Applications that pass this initial check get assigned to a multidisciplinary review team. Medical officers evaluate all clinical trial data, looking at study design, endpoints, and whether the results genuinely support the drug’s proposed use. Pharmacology and toxicology specialists assess the animal studies, focusing on the drug’s mechanism of action and potential for toxic effects. Statisticians independently analyze the clinical trial data, checking whether the company’s conclusions hold up. Chemists and microbiologists review the manufacturing evidence. Clinical pharmacology reviewers evaluate how the drug is absorbed, distributed through the body, metabolized, and eliminated.

A project manager coordinates this entire team, serving as the primary contact with the drug company and keeping the review on schedule.

How Long the Review Takes

The FDA commits to specific review timelines under a framework called the Prescription Drug User Fee Act (PDUFA). For standard reviews, the agency aims to act on 90% of applications within 10 months. Drugs that qualify for priority review, typically those offering significant improvements over existing treatments, get a faster timeline of 6 months.

These timelines begin from the filing date for new molecular entities (entirely new drugs) and from the receipt date for other NDAs. “Acting on” an application doesn’t necessarily mean approving it. The FDA may approve, request more information, or issue a rejection.

What It Costs to File

Filing an NDA is expensive. For fiscal year 2025, the application fee for an NDA requiring clinical data is $4,310,002. Applications that don’t require clinical data cost $2,155,001. On top of that, approved drug companies pay an annual program fee of $403,889. These user fees fund the FDA’s review operations and are a major reason the agency can maintain its review timelines. Waivers and reductions exist for qualifying circumstances, and companies can submit written requests for fee relief within 180 days of when a fee is due.

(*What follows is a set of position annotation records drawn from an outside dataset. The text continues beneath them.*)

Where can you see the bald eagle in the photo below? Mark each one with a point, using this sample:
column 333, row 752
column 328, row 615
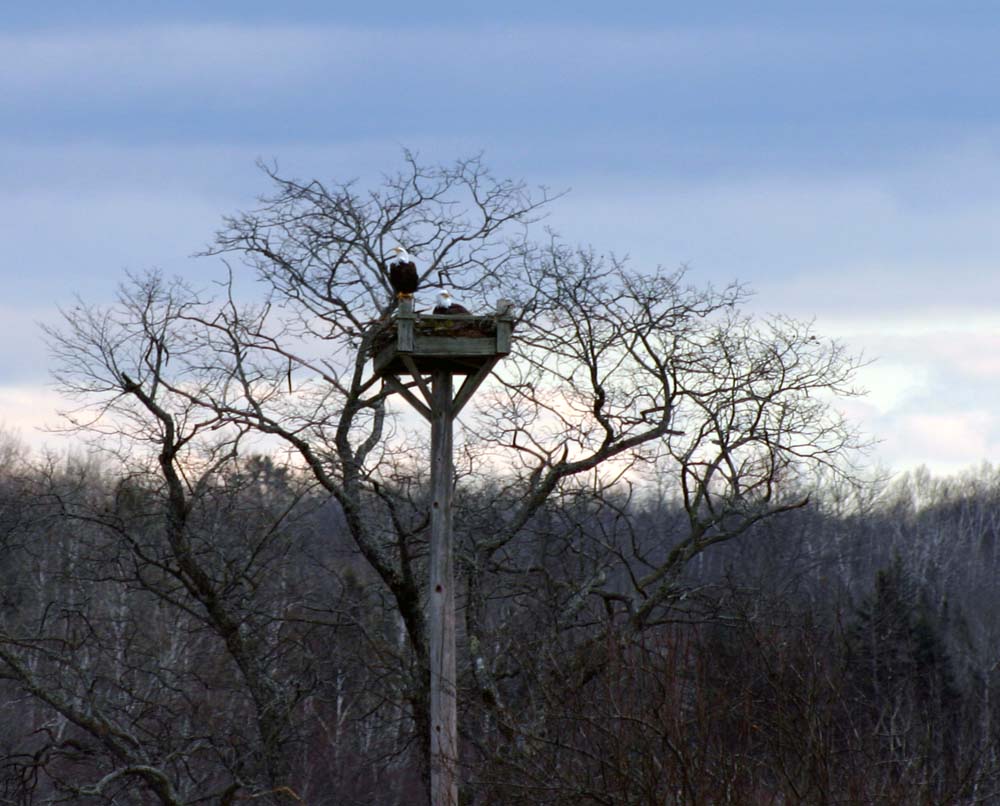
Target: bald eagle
column 402, row 273
column 446, row 305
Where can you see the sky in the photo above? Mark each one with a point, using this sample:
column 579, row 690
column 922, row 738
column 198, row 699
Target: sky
column 842, row 159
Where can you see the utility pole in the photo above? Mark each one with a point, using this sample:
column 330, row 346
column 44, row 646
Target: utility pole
column 441, row 347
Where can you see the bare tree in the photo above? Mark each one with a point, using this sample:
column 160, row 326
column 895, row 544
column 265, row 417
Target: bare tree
column 615, row 372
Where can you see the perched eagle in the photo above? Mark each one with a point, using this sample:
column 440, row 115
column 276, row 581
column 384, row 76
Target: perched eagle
column 446, row 305
column 402, row 273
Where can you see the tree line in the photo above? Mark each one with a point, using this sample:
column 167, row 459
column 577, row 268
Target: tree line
column 674, row 585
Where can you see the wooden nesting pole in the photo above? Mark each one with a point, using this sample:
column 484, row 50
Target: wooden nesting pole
column 441, row 347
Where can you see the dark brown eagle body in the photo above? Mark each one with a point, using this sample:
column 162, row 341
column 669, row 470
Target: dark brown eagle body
column 403, row 275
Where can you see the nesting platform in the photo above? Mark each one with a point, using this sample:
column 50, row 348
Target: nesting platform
column 460, row 345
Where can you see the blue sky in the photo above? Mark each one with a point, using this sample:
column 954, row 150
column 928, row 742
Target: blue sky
column 843, row 160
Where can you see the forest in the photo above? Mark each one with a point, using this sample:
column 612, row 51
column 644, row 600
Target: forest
column 678, row 581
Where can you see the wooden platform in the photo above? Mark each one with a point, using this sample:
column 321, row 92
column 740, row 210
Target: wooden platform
column 460, row 345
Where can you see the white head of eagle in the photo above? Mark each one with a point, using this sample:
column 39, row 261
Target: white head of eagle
column 403, row 275
column 446, row 305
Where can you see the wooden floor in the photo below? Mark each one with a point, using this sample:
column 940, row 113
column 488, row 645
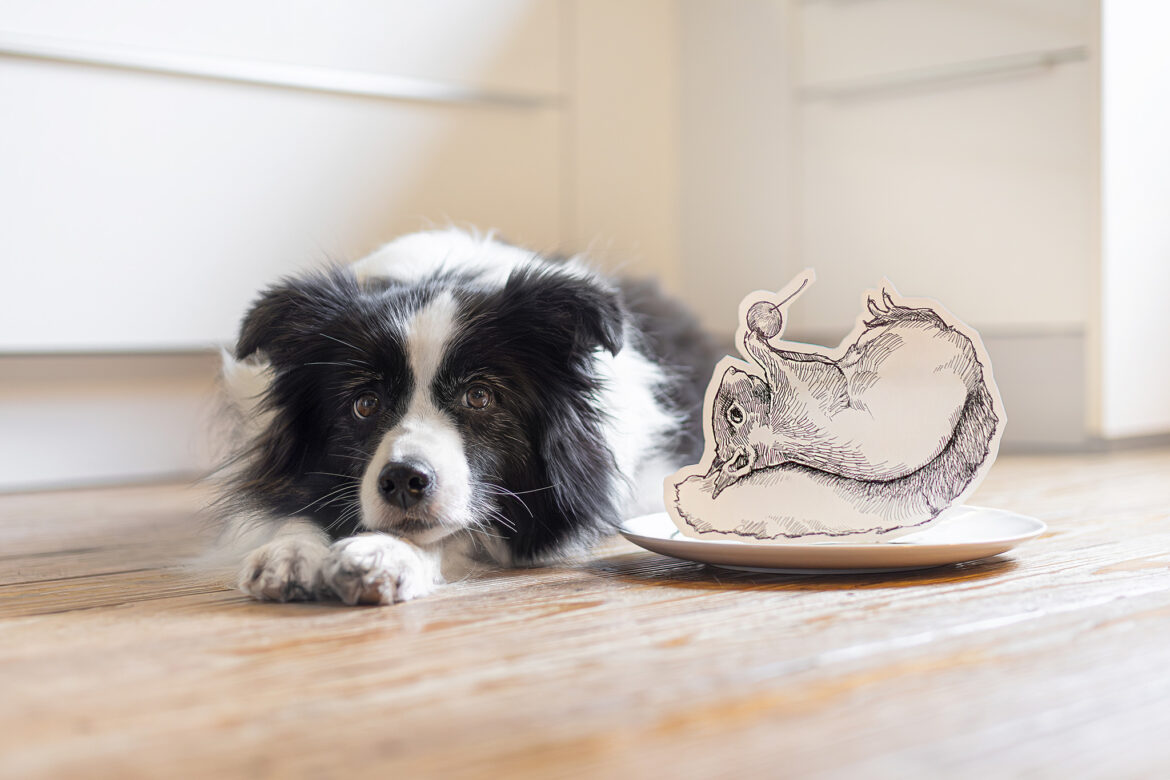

What Happens if the FDA Says No

When the FDA finds problems with an NDA, it issues a Complete Response Letter rather than an outright denial. This letter details exactly what deficiencies need to be addressed before the drug can be approved. The most common reasons include safety and efficacy concerns (the data doesn’t convincingly show the drug works or its risks outweigh its benefits), manufacturing deficiencies (the company can’t demonstrate consistent, quality production), and bioequivalence issues (the drug’s behavior in the body doesn’t match what’s expected).

A Complete Response Letter isn’t the end of the road. Companies can address the problems and resubmit. Some drugs take multiple rounds before earning approval, while others never make it through.

NDA vs. BLA

Not every therapeutic product goes through the NDA pathway. Biological products, which include vaccines, blood products, gene therapies, and most antibody-based treatments, require a Biologics License Application (BLA) instead. BLAs are governed by the Public Health Service Act rather than the Food, Drug, and Cosmetic Act, though the review process is similar. The key distinction is the type of product: traditional chemical drugs go through NDAs, while complex products derived from living sources go through BLAs.

What Happens After Approval

An NDA approval doesn’t end the company’s obligations. The FDA can require postmarketing studies and clinical trials to gather additional information about a drug’s safety, effectiveness, or optimal use after it reaches patients. These postmarketing requirements became significantly more robust after the 2007 FDA Amendments Act, which gave the agency authority to mandate studies that assess known serious risks, investigate signals of serious risk that emerge from real-world use, or identify unexpected serious risks when available data suggest something concerning.

The FDA can also require companies to conduct pediatric studies, run confirmatory trials for drugs approved under the accelerated approval pathway, and complete human safety studies for products initially approved based on animal data alone. Companies must regularly report on the status of these commitments, and failure to comply can result in enforcement action.